Schwäbische Zeitung (Sigmaringen)
Härtere Verbote und Strafen bis 25 000 Euro
Baden-Württemberg und Bayern greifen durch – Am Sonntag Entscheidung über Ausgangssperre
BERLIN/STUTTGART/MÜNCHEN Im Kampf gegen die Ausbreitung des Coronavirus schränken mehrere Bundesländer das öffentliche Leben noch drastischer ein. Am weitesten gehen dabei Bayern und das Saarland: Dort treten an diesem Samstag Ausgangsbeschränkungen in Kraft, die Bürger dürfen ihre Wohnungen nur noch aus triftigen Gründen verlassen. Baden-Württemberg kündigte am Freitag ebenfalls verschärfte Maßnahmen an. Als Reaktion auf die vergleichsweise hohe Zahl von Uneinsichtigen werden größere Menschenansammlungen auf öffentlichen Plätzen verboten. Verstöße gegen das neue Niederlassungsverbot können laut Innenminister Thomas Strobl (CDU) mit Bußgeldern bis zu 25 000 Euro und auch mit mehrjährigen Haftstrafen geahndet werden.
Das Land müsse zu diesen noch härteren Maßnahmen greifen, um die Menschen von Treffen abzuhalten, sagte Ministerpräsident Winfried Kretschmann (Grüne). „Der Großteil der Bevölkerung hält sich daran, aber es sind zu viele, die sich nicht daran halten“, sagte er. „Sie gefährden andere und sich selbst.“In einer TV-Ansprache drohte er erneut mit härteren Maßnahmen und kündigte an: „Der morgige Samstag wird dafür entscheidend sein.“
Nach der neuen Regelung sind Menschenansammlungen auf öffentlichen Plätzen mit mehr als drei Personen nicht mehr erlaubt. Ausnahmen gebe es für Familien und Paare. Gaststätten und Restaurants werden von Samstag an schließen. Essen zum Mitnehmen sei aber weiter erlaubt. Ernste Verstimmungen zwischen den Regierungspartnern von Grünen und CDU rief die Forderung von CDU-Spitzenkandidatin Susanne Eisenmann hervor. Sie forderte am Freitag Ausgangsbeschränkungen wie in Bayern. Solche Äußerungen dienten nur der Profilierung und trügen nur dazu bei, das Vertrauen der Bürger in die Landesregierung zu untergraben, hieß es bei den Grünen.
Bayerns Ministerpräsident Markus Söder (CSU) hatte die verschärften Maßnahmen am Freitagmorgen verkündet. „Wir sperren Bayern nicht zu, wir sperren Bayern nicht ein“, betonte er in München. Aber man fahre das öffentliche Leben im Freistaat nahezu vollständig herunter. Dies sei laut Experten die einzige Möglichkeit, um die Ausbreitung des Virus zu verlangsamen. In Bayern ist das Verlassen der Wohnung künftig nur noch aus guten Gründen erlaubt. Dazu zählen der Weg zur Arbeit, Einkäufe, Arzt- und Apothekenbesuche, Besuche von Lebenspartnern sowie Bewegung an der frischen Luft.

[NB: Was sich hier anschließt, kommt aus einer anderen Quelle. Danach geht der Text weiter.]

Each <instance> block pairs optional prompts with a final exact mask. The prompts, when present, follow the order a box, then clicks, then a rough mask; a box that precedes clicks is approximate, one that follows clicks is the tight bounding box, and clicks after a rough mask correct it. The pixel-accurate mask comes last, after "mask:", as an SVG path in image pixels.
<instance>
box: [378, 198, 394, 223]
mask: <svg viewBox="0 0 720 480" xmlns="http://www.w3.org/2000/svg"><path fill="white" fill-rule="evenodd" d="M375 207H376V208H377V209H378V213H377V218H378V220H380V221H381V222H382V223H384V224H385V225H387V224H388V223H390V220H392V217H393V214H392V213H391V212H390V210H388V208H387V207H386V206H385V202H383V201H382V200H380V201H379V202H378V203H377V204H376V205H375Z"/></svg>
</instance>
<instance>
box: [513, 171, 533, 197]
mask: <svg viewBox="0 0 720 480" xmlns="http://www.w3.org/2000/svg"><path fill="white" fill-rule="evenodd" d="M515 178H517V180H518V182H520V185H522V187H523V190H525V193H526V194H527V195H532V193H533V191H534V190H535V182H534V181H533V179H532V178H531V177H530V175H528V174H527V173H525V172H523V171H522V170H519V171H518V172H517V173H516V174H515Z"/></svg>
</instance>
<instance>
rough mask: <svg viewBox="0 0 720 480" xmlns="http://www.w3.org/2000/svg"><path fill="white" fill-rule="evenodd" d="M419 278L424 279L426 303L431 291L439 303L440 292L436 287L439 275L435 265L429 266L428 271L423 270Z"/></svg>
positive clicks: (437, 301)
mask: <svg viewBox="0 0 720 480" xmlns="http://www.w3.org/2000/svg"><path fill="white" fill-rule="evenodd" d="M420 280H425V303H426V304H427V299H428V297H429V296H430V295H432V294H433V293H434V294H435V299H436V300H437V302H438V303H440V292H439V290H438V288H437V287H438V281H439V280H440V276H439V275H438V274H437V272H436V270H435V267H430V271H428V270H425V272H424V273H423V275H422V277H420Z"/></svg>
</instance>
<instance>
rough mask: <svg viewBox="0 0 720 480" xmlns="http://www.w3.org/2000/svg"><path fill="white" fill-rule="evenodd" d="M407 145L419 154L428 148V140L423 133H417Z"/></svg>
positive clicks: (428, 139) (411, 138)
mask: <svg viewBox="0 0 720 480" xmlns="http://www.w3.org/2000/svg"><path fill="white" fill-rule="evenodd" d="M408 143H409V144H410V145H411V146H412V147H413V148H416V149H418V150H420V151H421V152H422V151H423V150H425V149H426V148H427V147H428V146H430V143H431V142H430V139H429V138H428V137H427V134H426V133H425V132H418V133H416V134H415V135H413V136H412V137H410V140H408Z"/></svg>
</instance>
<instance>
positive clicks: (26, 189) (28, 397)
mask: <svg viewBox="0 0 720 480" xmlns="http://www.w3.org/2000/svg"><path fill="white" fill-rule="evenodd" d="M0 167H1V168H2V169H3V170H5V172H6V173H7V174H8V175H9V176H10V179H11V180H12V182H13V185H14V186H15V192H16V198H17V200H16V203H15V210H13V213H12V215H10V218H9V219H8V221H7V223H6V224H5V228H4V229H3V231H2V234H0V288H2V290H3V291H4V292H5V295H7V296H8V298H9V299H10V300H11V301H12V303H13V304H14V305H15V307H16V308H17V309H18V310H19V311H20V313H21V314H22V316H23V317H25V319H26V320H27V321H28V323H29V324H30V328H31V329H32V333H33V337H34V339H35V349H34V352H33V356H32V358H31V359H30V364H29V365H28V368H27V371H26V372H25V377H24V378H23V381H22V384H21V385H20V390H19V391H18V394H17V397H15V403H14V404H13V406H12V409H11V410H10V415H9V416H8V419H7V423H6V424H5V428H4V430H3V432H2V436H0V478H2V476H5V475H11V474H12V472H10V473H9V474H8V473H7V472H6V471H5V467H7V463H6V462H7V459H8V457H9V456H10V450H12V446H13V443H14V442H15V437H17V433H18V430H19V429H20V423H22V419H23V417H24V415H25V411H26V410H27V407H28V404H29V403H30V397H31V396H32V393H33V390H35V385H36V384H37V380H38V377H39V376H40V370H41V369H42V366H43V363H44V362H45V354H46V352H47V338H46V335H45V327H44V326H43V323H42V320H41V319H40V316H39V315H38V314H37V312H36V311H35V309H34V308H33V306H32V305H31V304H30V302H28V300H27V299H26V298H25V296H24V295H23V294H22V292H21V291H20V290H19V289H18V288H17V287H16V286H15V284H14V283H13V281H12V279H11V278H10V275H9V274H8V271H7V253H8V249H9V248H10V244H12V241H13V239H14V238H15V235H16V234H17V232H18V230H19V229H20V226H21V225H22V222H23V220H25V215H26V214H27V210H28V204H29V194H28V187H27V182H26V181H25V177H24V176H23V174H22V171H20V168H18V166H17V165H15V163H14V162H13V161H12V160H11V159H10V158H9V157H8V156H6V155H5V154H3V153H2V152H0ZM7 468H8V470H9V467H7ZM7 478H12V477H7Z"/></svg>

Niedersachsens Ministerpräsident Stephan Weil (SPD) unterstrich indes, dass es auch in anderen Bundesländern Beschränkungen gebe. „Auch Bayern hat bislang keine Ausgangssperren verhängt. Die jetzt dort erlassenen Ausgangsbeschränkungen haben viele Ausnahmen und unterscheiden sich nur unwesentlich von den Regelungen in anderen Bundesländern, sagte Weil am Freitag der „Schwäbischen Zeitung“.
Die Ministerpräsidenten der Länder werden am Sonntag um 14 Uhr in einer Telefonkonferenz mit Kanzlerin Angela Merkel (CDU) das Thema etwaiger veritabler Ausgangssperren noch einmal besprechen.